The execution spree this year is also a reflection of a Supreme Court stacked with pro–death penalty justices.
According to regulatory law, a new protocol for carrying out executions requires an administrative process in which prisoners can learn the details, the public can have input, and prisoners can appeal. But the Trump administration “deliberately bypassed” this step and upon finding new drugs, submitted a revised protocol without going through the public comment period. “When [Attorney General William Barr] was AG under [George H.W.] Bush, he went through the Administrative Procedure Act to promulgate new regulations,” Dunham explained. “So he knew exactly how to do it and what he was supposed to.” But Dunham asserts that Barr knew he could bypass these administrative requirements this year because a conservative Court wouldn’t blink. Dunham believes Barr not only violated the APA, but arguably violated the Federal Death Penalty Act and the Controlled Substances Act, which requires a prescription for drugs like the ones now used in executions.

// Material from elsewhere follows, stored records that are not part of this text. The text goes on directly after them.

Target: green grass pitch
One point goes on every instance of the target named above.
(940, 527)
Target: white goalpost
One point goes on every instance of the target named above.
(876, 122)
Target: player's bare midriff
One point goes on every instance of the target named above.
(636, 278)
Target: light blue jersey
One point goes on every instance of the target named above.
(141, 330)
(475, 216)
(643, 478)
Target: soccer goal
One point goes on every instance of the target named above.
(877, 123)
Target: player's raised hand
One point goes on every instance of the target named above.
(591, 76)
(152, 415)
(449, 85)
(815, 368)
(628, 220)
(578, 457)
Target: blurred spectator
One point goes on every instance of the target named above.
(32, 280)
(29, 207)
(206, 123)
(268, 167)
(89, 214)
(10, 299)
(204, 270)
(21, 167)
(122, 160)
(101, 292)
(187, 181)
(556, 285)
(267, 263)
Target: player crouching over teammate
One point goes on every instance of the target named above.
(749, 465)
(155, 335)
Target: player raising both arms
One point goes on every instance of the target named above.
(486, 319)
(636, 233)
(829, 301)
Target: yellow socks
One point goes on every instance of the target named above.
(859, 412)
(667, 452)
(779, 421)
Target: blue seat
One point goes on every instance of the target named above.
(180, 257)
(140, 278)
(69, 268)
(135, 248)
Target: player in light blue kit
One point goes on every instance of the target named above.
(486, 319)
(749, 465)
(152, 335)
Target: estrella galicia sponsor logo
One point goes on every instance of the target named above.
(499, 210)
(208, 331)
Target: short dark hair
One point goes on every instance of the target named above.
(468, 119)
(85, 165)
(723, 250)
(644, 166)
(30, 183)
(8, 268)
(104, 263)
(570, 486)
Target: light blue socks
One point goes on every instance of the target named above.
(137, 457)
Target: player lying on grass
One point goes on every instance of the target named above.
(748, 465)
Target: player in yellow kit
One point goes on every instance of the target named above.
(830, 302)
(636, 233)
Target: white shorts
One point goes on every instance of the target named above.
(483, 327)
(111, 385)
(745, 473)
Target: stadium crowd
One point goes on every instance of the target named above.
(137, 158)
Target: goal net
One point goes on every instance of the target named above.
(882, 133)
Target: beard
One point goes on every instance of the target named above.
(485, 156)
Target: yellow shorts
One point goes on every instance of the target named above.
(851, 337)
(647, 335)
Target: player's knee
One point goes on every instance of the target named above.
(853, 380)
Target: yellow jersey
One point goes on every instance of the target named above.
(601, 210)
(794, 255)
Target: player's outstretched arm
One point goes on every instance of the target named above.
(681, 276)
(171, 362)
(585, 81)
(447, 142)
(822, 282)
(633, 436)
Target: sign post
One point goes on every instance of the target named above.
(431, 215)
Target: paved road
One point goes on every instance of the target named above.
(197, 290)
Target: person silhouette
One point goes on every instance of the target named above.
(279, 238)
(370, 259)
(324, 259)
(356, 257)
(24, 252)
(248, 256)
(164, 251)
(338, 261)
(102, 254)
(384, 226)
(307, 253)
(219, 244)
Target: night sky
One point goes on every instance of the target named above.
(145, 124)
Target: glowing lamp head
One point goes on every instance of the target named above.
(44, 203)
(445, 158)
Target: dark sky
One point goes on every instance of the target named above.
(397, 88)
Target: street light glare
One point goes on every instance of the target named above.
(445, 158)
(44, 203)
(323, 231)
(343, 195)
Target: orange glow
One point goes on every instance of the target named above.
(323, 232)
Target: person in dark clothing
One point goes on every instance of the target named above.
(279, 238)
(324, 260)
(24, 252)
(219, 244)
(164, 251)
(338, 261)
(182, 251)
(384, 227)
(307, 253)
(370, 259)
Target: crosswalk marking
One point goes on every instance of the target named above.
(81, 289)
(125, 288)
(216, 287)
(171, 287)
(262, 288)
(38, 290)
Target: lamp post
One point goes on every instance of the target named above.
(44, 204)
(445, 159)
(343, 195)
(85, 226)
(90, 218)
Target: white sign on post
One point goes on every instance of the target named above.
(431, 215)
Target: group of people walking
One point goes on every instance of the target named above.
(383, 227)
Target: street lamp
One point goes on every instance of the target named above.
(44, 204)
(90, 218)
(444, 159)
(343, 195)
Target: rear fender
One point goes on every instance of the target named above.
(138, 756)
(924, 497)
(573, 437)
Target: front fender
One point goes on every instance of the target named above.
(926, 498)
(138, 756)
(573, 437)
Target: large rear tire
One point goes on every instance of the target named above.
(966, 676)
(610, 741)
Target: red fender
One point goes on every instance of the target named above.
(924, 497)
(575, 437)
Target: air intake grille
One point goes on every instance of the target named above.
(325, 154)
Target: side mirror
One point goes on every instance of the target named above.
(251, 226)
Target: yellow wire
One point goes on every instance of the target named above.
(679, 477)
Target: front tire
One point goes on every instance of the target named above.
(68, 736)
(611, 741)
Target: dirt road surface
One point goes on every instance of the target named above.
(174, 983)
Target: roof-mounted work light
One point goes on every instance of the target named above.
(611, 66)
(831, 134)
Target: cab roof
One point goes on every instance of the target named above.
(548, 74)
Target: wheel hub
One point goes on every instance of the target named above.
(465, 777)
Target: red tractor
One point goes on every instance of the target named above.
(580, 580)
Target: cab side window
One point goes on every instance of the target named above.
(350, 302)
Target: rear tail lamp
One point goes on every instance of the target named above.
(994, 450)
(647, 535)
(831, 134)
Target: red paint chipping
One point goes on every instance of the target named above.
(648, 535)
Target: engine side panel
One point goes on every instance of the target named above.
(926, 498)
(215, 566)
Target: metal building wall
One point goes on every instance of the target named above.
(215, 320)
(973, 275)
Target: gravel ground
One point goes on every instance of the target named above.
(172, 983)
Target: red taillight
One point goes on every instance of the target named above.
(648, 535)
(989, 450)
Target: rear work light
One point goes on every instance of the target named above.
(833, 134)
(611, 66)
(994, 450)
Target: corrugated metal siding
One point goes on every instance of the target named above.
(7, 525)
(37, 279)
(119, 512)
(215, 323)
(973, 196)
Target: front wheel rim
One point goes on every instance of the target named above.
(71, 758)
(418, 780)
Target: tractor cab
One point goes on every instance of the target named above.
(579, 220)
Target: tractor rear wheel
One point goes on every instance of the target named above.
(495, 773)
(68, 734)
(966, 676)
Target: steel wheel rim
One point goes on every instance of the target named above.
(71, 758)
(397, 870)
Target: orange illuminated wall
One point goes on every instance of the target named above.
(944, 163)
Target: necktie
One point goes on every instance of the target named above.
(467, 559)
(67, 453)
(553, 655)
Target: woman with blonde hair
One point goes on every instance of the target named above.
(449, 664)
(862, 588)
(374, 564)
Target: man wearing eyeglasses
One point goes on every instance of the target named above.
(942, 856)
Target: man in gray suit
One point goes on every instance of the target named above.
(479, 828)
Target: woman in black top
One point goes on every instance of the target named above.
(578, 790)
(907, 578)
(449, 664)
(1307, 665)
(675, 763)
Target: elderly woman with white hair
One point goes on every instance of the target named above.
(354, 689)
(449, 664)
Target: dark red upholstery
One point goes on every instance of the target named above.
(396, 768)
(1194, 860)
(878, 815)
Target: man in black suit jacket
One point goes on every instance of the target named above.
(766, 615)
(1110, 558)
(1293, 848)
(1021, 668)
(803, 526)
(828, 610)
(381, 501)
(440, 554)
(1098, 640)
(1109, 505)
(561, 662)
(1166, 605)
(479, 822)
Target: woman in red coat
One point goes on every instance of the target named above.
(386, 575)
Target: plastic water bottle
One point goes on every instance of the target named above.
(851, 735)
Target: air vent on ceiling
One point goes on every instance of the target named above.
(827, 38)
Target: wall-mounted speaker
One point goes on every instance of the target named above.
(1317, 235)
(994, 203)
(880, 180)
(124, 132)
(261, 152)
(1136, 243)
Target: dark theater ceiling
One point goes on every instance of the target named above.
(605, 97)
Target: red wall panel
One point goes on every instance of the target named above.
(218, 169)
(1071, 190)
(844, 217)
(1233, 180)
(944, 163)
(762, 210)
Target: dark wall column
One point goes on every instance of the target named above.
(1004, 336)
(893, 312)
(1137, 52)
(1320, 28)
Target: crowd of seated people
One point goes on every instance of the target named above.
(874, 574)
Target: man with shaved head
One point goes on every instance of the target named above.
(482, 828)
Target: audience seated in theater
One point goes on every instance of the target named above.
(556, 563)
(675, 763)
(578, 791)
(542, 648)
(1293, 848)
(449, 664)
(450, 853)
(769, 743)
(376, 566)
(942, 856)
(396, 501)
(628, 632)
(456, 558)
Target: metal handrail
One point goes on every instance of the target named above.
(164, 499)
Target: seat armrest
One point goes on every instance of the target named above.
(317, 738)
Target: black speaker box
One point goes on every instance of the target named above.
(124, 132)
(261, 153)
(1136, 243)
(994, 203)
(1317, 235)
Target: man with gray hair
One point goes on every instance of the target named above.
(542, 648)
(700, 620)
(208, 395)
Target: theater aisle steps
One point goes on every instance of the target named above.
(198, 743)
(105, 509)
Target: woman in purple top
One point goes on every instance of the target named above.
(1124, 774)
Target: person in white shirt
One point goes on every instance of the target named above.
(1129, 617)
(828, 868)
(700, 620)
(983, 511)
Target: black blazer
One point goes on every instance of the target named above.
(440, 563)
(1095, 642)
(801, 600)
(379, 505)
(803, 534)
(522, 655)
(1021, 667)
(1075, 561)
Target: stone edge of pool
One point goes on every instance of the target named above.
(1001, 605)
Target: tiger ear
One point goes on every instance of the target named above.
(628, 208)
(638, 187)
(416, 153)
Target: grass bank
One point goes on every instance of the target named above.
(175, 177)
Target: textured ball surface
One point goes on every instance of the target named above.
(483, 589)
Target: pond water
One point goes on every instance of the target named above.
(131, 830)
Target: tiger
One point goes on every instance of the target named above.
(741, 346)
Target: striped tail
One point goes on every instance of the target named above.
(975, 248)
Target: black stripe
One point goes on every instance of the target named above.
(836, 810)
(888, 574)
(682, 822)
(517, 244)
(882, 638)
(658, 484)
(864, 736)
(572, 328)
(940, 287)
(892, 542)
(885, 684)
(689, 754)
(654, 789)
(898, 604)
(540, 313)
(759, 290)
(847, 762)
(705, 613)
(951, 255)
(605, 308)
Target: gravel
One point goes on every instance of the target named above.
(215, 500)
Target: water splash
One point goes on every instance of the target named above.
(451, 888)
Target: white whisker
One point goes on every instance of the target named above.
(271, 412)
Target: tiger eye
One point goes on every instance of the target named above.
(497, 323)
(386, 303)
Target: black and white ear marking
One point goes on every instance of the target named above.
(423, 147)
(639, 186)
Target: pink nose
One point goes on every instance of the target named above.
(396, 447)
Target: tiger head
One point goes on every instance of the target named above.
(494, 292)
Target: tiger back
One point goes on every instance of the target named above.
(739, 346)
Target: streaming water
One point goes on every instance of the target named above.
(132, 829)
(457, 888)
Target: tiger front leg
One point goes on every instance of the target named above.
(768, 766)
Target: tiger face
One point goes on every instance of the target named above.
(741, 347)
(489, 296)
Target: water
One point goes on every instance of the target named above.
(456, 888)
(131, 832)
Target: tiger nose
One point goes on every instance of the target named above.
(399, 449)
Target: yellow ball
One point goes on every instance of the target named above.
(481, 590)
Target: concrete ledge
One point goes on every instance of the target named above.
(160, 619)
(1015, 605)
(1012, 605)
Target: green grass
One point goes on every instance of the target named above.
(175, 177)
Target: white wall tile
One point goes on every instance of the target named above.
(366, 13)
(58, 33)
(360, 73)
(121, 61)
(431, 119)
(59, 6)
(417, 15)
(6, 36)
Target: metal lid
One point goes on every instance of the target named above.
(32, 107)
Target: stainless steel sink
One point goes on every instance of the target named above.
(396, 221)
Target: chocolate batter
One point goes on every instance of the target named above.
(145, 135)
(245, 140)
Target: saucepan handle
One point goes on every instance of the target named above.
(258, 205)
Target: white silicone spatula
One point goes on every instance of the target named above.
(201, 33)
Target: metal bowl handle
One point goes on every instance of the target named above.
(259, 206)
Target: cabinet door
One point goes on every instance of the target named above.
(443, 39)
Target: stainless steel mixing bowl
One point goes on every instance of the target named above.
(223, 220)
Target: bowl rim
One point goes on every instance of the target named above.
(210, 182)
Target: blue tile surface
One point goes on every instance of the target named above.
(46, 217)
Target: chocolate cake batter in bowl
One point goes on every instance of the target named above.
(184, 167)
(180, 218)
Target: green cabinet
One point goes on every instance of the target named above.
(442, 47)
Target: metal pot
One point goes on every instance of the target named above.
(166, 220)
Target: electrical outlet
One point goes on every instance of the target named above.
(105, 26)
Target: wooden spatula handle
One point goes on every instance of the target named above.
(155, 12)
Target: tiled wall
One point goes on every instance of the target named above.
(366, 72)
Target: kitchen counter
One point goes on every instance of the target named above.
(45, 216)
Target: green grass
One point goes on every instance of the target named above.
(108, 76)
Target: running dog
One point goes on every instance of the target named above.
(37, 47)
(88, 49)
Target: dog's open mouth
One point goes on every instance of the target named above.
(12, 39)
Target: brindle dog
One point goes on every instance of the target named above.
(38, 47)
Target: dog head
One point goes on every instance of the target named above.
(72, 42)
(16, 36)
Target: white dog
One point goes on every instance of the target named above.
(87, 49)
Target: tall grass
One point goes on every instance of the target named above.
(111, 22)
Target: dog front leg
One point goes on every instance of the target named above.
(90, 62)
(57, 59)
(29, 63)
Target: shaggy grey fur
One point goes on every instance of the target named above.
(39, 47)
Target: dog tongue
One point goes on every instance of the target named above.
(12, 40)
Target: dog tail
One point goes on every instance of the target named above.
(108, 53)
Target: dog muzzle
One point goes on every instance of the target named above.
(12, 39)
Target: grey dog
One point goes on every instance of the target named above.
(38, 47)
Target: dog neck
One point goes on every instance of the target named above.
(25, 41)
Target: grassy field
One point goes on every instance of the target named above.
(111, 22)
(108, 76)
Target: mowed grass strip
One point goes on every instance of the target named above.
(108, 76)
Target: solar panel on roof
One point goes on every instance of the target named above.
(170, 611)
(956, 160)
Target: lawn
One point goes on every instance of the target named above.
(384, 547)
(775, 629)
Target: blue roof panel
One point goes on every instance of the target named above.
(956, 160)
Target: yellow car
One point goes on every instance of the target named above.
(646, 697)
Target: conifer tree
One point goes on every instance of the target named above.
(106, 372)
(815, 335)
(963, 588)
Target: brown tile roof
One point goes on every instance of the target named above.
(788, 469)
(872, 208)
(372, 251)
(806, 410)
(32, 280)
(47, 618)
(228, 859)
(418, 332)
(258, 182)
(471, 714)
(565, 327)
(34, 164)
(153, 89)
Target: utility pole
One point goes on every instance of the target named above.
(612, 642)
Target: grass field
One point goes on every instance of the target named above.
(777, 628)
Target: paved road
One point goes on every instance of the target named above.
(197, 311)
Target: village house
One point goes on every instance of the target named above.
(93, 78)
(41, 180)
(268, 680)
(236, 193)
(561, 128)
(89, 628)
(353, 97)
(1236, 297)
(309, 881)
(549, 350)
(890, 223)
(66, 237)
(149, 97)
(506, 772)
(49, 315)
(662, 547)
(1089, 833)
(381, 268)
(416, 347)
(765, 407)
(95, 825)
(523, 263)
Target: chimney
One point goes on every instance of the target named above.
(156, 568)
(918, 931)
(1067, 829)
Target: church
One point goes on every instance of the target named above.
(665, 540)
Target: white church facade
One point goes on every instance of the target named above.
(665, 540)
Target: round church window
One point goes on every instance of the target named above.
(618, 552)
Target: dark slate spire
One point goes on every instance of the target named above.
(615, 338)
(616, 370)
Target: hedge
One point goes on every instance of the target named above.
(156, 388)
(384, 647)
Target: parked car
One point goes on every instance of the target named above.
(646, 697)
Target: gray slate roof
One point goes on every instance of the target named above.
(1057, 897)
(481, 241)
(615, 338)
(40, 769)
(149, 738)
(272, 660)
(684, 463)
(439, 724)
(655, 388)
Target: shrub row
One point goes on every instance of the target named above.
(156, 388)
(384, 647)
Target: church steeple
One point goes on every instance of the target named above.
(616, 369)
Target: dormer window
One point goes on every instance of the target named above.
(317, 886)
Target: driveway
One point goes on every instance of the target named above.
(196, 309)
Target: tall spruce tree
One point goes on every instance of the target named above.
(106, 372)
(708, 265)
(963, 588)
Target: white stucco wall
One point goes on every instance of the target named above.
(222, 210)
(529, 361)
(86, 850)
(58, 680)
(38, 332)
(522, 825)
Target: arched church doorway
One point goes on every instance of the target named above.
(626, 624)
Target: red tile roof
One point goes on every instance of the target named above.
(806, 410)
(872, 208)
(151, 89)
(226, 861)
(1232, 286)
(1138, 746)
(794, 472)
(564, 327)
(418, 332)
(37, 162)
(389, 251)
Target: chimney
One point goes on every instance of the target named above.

Confronted with a Court that favors the death penalty, and the possibility of a divided Congress, the Biden administration has little chance of persuading Congress to legislate an end to federal capital punishment. Instead, Biden could opt to commute such sentences. Alternatively, he could always just follow his predecessors and decline to carry out particular executions, but his vocal opposition to the death penalty suggests he may go further and commute them all.
“If your goal is to end the death penalty and you’re being obstructed by a legislature that isn’t even willing to consider the issue, then you have no choice if you’re serious about your rhetoric,” Dunham said of Biden. “You have no choice but to exercise clemency.”